THE MENTOR function is not only modeled through the pages of the Bible, it is explicitly commanded in the form of “teaching them to observe” and “discipling.” Our God is the teacher in whose instruction we “delight.” The only perfect Man was the Discipler of all nations. And men who follow Him are to “teach others also.”

THE HEART OF THE MENTOR is a teaching heart. The mentor knows. He wants others to know. He models, explains, and trains. He disciples first, his wife and kids, then others. He has a spiritual heart. As Moore and Gillette note (in the archetype they refer to as the “magician”), he exercises “the energy of initiation and transformation.” A man is supposed to know things. Like how a car runs. Or the inner working of a hair dryer. Or the capitol of Nepal. Or how many legs are on a spider. Or how many miles to the next rest stop. Or when the weather will turn. It’s up to him to maintain a working knowledge of why electricity flows, dogs bark, birds migrate, hamsters die, trees lose their leaves, dads lose their hair, and girls down the street “act weird.” Why do family members ask the man of the house these things? Because men are supposed to know how things work. And what to do next. And where to go from wherever you are. Men are supposed to be able to teach life.

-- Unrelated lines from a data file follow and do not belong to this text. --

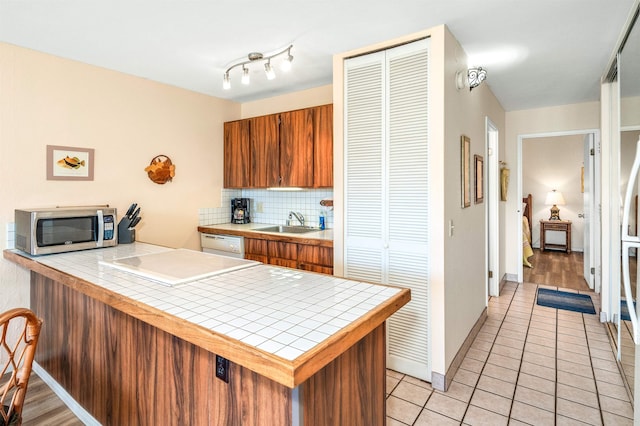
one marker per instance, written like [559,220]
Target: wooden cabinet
[288,149]
[256,249]
[315,258]
[236,154]
[283,254]
[323,146]
[291,255]
[265,151]
[296,148]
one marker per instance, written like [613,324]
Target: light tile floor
[528,365]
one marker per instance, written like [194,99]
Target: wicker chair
[19,331]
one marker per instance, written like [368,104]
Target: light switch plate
[222,368]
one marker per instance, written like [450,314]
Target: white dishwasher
[224,245]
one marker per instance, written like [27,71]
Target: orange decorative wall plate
[161,170]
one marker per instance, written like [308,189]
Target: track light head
[256,57]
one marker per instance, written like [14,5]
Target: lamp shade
[555,198]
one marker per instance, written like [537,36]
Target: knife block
[126,235]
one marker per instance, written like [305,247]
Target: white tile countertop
[284,313]
[251,229]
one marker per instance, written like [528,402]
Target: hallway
[528,365]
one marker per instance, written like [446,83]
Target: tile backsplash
[272,207]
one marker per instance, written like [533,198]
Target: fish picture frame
[69,163]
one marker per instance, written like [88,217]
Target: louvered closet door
[386,199]
[408,206]
[365,215]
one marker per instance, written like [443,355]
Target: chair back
[19,331]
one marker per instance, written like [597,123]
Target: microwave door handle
[100,228]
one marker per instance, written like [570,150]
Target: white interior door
[492,203]
[588,260]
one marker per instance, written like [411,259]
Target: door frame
[492,233]
[595,216]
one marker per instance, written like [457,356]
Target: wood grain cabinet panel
[237,159]
[265,151]
[315,259]
[127,372]
[296,148]
[293,148]
[255,246]
[315,254]
[283,250]
[323,146]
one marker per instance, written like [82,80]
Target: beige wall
[465,272]
[565,118]
[303,99]
[47,100]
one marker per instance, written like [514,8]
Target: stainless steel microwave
[62,229]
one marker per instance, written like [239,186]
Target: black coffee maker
[240,210]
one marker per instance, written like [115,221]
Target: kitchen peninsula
[302,348]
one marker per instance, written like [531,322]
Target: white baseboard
[76,408]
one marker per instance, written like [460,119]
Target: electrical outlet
[222,368]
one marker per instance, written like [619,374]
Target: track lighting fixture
[257,57]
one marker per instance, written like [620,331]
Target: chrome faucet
[297,216]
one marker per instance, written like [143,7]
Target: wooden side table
[559,226]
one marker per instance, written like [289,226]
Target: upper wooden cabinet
[265,151]
[296,148]
[293,148]
[237,167]
[323,146]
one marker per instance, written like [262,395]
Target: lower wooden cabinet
[291,255]
[315,258]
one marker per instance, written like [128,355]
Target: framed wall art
[479,178]
[465,170]
[69,163]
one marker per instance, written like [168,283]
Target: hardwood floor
[556,268]
[43,407]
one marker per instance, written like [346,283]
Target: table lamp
[553,199]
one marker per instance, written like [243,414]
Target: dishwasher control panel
[222,243]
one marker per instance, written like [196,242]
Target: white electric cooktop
[178,266]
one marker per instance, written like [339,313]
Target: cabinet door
[283,250]
[323,146]
[315,254]
[257,257]
[283,262]
[316,268]
[255,246]
[236,154]
[296,148]
[265,151]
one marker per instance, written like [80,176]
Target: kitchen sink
[289,229]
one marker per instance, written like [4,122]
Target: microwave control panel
[109,226]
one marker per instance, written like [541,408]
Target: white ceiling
[537,52]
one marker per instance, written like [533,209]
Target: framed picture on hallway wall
[69,163]
[465,170]
[479,178]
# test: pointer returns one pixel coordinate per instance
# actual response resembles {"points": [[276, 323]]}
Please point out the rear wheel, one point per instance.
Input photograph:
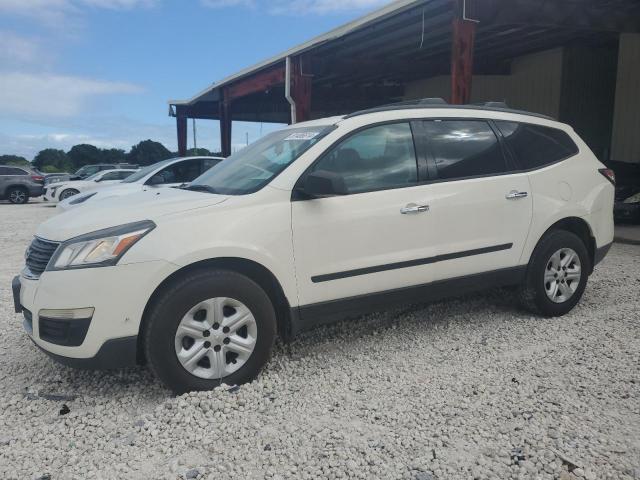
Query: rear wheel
{"points": [[557, 274], [207, 328], [69, 192], [18, 195]]}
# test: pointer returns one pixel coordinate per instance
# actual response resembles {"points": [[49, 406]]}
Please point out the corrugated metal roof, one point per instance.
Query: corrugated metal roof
{"points": [[392, 9]]}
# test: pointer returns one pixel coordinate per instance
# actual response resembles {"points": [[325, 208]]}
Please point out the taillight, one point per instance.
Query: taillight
{"points": [[608, 174]]}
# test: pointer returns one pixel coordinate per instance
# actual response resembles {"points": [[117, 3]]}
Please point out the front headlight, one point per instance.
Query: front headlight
{"points": [[99, 249]]}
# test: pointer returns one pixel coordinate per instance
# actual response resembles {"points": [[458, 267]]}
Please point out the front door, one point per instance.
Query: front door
{"points": [[363, 242]]}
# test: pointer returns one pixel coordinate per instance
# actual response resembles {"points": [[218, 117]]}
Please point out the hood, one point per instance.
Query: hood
{"points": [[150, 204], [76, 184]]}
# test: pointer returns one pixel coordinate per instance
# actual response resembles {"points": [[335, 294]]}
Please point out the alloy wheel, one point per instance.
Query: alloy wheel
{"points": [[562, 275], [215, 338], [17, 196]]}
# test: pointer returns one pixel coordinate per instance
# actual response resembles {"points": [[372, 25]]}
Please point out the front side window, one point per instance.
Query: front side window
{"points": [[535, 146], [180, 172], [464, 148], [253, 167], [111, 176], [15, 171], [377, 158]]}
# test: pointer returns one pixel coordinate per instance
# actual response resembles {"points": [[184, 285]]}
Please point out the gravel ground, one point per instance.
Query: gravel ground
{"points": [[470, 388]]}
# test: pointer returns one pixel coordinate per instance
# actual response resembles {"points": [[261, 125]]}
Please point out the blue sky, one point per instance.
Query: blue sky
{"points": [[101, 71]]}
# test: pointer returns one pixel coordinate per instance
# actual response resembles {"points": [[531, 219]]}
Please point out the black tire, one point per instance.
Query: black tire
{"points": [[18, 195], [532, 294], [177, 299], [68, 192]]}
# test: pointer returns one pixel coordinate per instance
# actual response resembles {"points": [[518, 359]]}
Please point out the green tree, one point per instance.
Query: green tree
{"points": [[113, 155], [148, 152], [84, 154], [14, 160], [51, 159]]}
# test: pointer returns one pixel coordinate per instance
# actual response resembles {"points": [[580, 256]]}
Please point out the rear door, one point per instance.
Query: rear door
{"points": [[4, 180], [480, 208]]}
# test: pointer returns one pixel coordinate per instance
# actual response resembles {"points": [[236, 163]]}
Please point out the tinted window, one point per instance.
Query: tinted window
{"points": [[110, 176], [181, 172], [536, 146], [207, 163], [374, 159], [251, 168], [464, 148]]}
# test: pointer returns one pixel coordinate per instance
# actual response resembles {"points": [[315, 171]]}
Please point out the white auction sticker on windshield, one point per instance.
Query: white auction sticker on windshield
{"points": [[302, 136]]}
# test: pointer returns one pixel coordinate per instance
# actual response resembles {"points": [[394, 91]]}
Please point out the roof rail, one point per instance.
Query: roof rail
{"points": [[440, 103]]}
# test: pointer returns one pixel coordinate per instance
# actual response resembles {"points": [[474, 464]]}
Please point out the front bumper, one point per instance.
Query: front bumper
{"points": [[118, 294]]}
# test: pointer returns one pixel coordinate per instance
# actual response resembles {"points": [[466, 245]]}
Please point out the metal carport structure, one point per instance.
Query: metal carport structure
{"points": [[371, 60]]}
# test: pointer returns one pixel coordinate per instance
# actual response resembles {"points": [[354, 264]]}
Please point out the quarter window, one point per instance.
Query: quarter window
{"points": [[536, 146], [377, 158], [464, 148]]}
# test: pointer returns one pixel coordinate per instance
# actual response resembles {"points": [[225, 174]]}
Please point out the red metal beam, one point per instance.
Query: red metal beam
{"points": [[301, 90], [181, 125], [224, 107], [258, 82], [464, 33]]}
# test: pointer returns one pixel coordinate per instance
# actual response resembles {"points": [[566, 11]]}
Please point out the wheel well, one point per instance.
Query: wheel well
{"points": [[582, 230], [253, 270]]}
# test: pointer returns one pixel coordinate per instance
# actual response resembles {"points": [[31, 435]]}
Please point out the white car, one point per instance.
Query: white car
{"points": [[316, 222], [167, 173], [55, 192]]}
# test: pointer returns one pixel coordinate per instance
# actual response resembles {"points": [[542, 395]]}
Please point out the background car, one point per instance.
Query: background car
{"points": [[61, 190], [628, 209], [50, 178], [18, 184], [174, 172], [89, 170]]}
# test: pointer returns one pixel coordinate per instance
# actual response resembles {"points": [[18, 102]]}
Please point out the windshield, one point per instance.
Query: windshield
{"points": [[251, 168], [143, 172], [94, 176]]}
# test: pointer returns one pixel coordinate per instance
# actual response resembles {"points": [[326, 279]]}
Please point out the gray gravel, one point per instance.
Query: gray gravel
{"points": [[469, 388]]}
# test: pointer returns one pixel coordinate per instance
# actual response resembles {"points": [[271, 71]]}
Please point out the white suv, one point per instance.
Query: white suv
{"points": [[319, 221]]}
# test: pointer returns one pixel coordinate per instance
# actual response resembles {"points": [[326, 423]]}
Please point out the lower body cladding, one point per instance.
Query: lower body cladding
{"points": [[88, 318]]}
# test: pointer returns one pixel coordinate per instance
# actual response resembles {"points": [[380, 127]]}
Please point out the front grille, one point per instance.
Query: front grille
{"points": [[38, 255], [27, 323], [69, 333]]}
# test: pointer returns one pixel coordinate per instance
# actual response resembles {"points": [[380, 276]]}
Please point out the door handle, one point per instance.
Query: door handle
{"points": [[514, 194], [412, 208]]}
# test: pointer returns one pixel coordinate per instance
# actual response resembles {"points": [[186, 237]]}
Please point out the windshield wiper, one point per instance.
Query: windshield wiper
{"points": [[200, 188]]}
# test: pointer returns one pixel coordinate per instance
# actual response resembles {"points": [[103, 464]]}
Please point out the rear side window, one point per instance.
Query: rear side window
{"points": [[464, 148], [378, 158], [535, 146]]}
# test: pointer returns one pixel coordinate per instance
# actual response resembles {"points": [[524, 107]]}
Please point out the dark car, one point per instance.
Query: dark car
{"points": [[18, 184], [628, 210], [627, 204]]}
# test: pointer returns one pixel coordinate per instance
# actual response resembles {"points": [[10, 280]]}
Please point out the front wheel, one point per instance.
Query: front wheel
{"points": [[207, 328], [18, 195], [557, 274]]}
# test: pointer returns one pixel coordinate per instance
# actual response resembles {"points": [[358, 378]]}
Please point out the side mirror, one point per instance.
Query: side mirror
{"points": [[321, 184], [156, 180]]}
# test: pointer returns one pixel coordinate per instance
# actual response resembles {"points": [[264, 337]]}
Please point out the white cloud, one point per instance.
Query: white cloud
{"points": [[17, 50], [298, 7], [57, 12], [36, 96]]}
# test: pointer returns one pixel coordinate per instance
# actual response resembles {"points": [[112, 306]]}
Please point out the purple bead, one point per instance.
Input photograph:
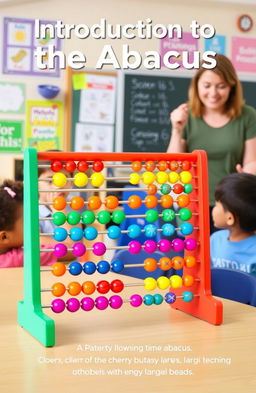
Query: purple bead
{"points": [[58, 305], [60, 250], [72, 304], [87, 303], [78, 249], [99, 248], [101, 303], [178, 245], [136, 300], [164, 245], [134, 247], [150, 246], [115, 301], [190, 244]]}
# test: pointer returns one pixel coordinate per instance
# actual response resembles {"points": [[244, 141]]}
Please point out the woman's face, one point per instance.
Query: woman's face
{"points": [[213, 91]]}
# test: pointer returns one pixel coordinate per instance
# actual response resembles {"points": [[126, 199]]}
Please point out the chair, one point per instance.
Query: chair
{"points": [[234, 285]]}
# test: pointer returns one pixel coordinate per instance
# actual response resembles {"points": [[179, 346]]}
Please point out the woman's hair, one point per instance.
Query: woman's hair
{"points": [[226, 71], [237, 194], [11, 197]]}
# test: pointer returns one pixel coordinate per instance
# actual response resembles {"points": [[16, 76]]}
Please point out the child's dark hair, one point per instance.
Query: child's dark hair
{"points": [[11, 196], [237, 194]]}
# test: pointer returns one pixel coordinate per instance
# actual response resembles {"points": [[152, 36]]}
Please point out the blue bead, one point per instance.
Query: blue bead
{"points": [[114, 232], [186, 228], [168, 229], [90, 233], [150, 230], [75, 268], [117, 266], [103, 267], [134, 231], [60, 234], [76, 233], [89, 267]]}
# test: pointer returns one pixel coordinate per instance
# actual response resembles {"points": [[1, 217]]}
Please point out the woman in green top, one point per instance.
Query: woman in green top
{"points": [[216, 120]]}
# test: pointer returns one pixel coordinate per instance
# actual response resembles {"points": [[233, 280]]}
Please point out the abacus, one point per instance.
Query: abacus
{"points": [[181, 179]]}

THE FRIEND or “lover” (but never to be prostituted by the isolated erotic) is the function most endearing. We are drawn to God who defines Himself by it: “God IS love.” He insists that the ultimate point of all Scripture centers on loving Him and one another. It is at one and the same time the most basic instruction of Scripture and the “new commandment” given to every man.

THE HEART OF THE FRIEND is a loving heart. It is a caregiving heart. Passionate, yes. But more. Compassionate (“I will be with you”). The friend in a man is a commitment maker. And a promise keeper. His is “the energy that connects men to others and to the world”. Sourced in Scripture, observed in history, and experienced personally, these four pillars bear the weight of authentic masculinity. They co-exist. They overlap. And when they come together in a man, you will know it. You will feel it. You will be touched by it. Like four strands of steel in a cable, they will hold you.”